Step Duration Description
1 Re-run Leiden with includeIntermediateCommunities: true
2 Create (:Community) label nodes with uniqueness constraint
3 Create MEMBER_OF relationships (code node → L0 community)
4 Create PARENT_OF hierarchy (L0 → L1 → L2 → L3)
5 Compute INTERACTS_WITH between communities at each level
6 Enrich Community nodes with metadata (languages, key members)
7 Generate bottom-up hierarchical summaries (L0 → L1 → L2 → L3)
8 Update retrieveGlobal() with level-aware search + drill-down
9 Add --materialize flag to pipeline script
10 Create integration tests, validate, commit
Total 6 min SDD session session_2026-02-24_lluu6h

Files Changed

File Lines Changes
src/graphrag/CommunityDetection.js +291 runHierarchicalLeiden(), materializeCommunityNodes(), createMemberOfRelationships(), createParentOfHierarchy(), computeInteractsWith(), enrichCommunityMetadata(), getCommunitiesAtLevel(), getChildCommunities(), getCommunityInteractions(), getMaxCommunityLevel()
src/graphrag/CommunitySummarizer.js +146 summarizeHierarchical(), generateParentSummary()
src/graphrag/GraphGuidedRetrieval.js +65 Level-aware retrieveGlobal() with PARENT_OF drill-down and INTERACTS_WITH in output
scripts/run_community_detection.js +77 --materialize flag for full hierarchical pipeline
src/__tests__/CommunityHierarchy.test.js +109 6 integration tests
CHANGELOG.md +26 v7.20.0 entry

Total: 8 files changed, 801 insertions(+), 31 deletions(-)


Significance for the Global Workflow

The NOAA Global Forecast System (GFS) runs operationally every 6 hours, producing weather forecasts that protect lives and property worldwide. The codebase spans:

  • 17,575 Fortran subroutines and functions across GFS, GEFS, UFS, MOM6, CICE6, WW3
  • 3,267 Python functions in workflow automation (pygfs, wxflow)
  • 264 Shell scripts orchestrating J-Jobs across WCOSS2, Hera, Orion, Gaea, Hercules
  • 2,489 environment variables controlling runtime behavior

Understanding how these components organize into subsystems — and critically, how those subsystems interact at their boundaries — is essential for the scientists and engineers evolving this infrastructure in a changing climate.

The hierarchical community structure captures this organization computationally:

  • L0 communities identify tightly-coupled function groups (e.g., a specific physics parameterization)
  • L1 communities cluster these into functional modules (e.g., atmospheric radiation package)
  • L2 communities represent major subsystem components (e.g., data assimilation pipeline)
  • L3 communities capture global workflow subsystems (e.g., atmosphere, ocean, coupling)
  • INTERACTS_WITH edges quantify where subsystems communicate, with strength proportional to the number of cross-boundary function calls, variable references, and module imports

This is no longer a flat bag of code files searchable by text similarity. It is a structural map of one of the most complex computational workflows on Earth.

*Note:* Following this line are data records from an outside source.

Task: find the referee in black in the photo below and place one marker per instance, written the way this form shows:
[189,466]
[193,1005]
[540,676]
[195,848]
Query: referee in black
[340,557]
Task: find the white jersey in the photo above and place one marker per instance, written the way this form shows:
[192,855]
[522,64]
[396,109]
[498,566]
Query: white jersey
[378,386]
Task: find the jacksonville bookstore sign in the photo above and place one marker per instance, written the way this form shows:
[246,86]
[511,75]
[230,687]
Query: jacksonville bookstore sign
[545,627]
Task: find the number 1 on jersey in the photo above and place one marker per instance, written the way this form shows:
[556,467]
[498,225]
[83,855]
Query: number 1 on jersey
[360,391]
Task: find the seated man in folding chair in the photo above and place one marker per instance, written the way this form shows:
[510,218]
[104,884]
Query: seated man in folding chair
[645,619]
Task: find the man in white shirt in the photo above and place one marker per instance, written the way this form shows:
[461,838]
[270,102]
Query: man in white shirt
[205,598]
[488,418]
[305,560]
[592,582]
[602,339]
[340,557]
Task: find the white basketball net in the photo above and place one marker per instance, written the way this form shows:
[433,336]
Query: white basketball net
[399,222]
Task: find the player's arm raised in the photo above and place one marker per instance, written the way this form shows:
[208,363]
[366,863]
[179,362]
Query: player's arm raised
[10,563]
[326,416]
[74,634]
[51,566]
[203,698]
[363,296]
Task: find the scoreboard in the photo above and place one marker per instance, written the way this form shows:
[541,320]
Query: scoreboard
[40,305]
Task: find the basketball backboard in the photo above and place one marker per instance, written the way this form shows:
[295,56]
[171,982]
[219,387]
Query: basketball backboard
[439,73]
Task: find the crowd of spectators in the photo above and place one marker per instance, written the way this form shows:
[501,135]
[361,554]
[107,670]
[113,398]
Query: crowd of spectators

Current System State (Post-24E-5)

Component Metric
Neo4j 41,355 nodes, 589,396 relationships, 28 label types, 23 edge types
ChromaDB 5 collections, 63,837 documents
MCP Tools 43 tools across 9 modules
Community Hierarchy 1,036 nodes, 4 levels, 828 summaries
GGSR Pipeline LOCAL + GLOBAL + TRACE + HYBRID query routing
Cross-Language Shell → Fortran → Python traversal (65 EXECUTES bridges)
Docker Gateway Port 18888, Streamable HTTP

Remaining GraphRAG Work

Phase Status Description
24E-5 COMPLETE Hierarchical Community Materialization
27H NOT STARTED search_documentation multi-collection routing
24I Planned Learned Graph Embeddings
24J Planned Subgraph Retrieval

Reproducibility

The full hierarchical pipeline can be re-run after any graph change:

cd mcp_server_node

# Re-run with materialization (destroys + rebuilds community structure)
node scripts/run_community_detection.js --materialize

# Run validation tests
npx vitest run src/__tests__/CommunityHierarchy.test.js

"If it's not in the SDD, it doesn't get coded."
Phase 24E-5 was specified, executed, verified, and committed in a single session.